Under the proposed minor violations program, IIROC would issue a notice to either a firm or an advisor that would spell out the alleged violation, the evidence in the case and the proposed fine (which would be fixed at $2,500 per violation for individuals and $5,000 per violation for firms) rather than launching a formal enforcement proceeding. If the recipient of the notice admits the violation and pays the fine, the violation would not be reported on his or her disciplinary record nor would the violator’s identity be revealed publicly.

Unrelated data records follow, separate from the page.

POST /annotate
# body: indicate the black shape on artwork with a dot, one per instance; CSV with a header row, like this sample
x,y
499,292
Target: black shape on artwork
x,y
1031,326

Instead of formal hearings, which are public, IIROC intends to publish a quarterly report that would list the violations resolved under the program during the previous quarter on an anonymous basis. Essentially, the trade-off for settling a minor enforcement case – and paying the required fine – without going through a full hearing would be a reprieve from the damage to a reputation that can accompany regulatory disciplinary action.
IIROC’s notice proposing the new approach states that the aim is to “discourage future misconduct … by imposing a sanction that is proportionate and appropriate.” Furthermore, such an approach generally would apply only in cases in which a breach is inadvertent or for an isolated event in which there was little to no harm caused to clients or markets.
The new process wouldn’t be used for cases of repeated, deliberate conduct that causes serious damage. Currently, IIROC’s basic options for these kinds of minor violations are to issue a “cautionary letter” to the offender or initiate a full-scale enforcement hearing. The thinking is that a full-on hearing may not be worth the time and expense, and cautionary letters may have little effect, given that they don’t carry any real penalty or even a finding that a violation has occurred.
“The deterrent effect of a cautionary letter is minimal and it doesn’t materially enhance confidence in IIROC’s enforcement efforts,” the SRO’s notice states.
In fact, cautionary letters are rarely used. According to IIROC enforcement data, just one caution was issued to an advisor in 2017, down from nine in 2016 (seven of those were against individuals and two involved firms).
Similarly, although IIROC has policies in place that are designed to encourage the early settlement of the more serious cases, these measures aren’t working that well.
Currently, IIROC’s policy is to provide “credit for co-operation” and an enforcement mediation program, both of which are designed to speed up settlement negotiations and resolve cases more quickly. Yet, the SRO indicates that these programs are not having the desired effect.
“Despite the implementation of these measures, the settlement process has not been significantly impacted,” states the IIROC notice that spells out the proposed new procedure.
Under the proposed program, IIROC hopes to expedite settlements by enabling enforcement staff to offer “substantial credit” in the form of lower fines and costs orders in exchange for early settlements.
Although the proposal envisions IIROC staff making their “best offer” early on, the terms of these deals still would be open to negotiation. Unlike the proposed approach to minor infractions, an IIROC hearing panel still would have to approve these settlements, and the full details of these settlements would be made public.
Again, only certain types of disciplinary cases would be eligible for an expedited settlement. The criteria for determining eligibility include the level of co-operation provided, the extent to which the harm has been remedied and the existence of plans for disgorgement or client compensation.
The proposed disciplinary approaches are out for public comment. IIROC also will be soliciting investor input through an online survey of a subset of a pool of 10,000 investors. This feedback will enable the SRO to get investor feedback on its plans for more disciplinary options rather than just the industry’s perspective.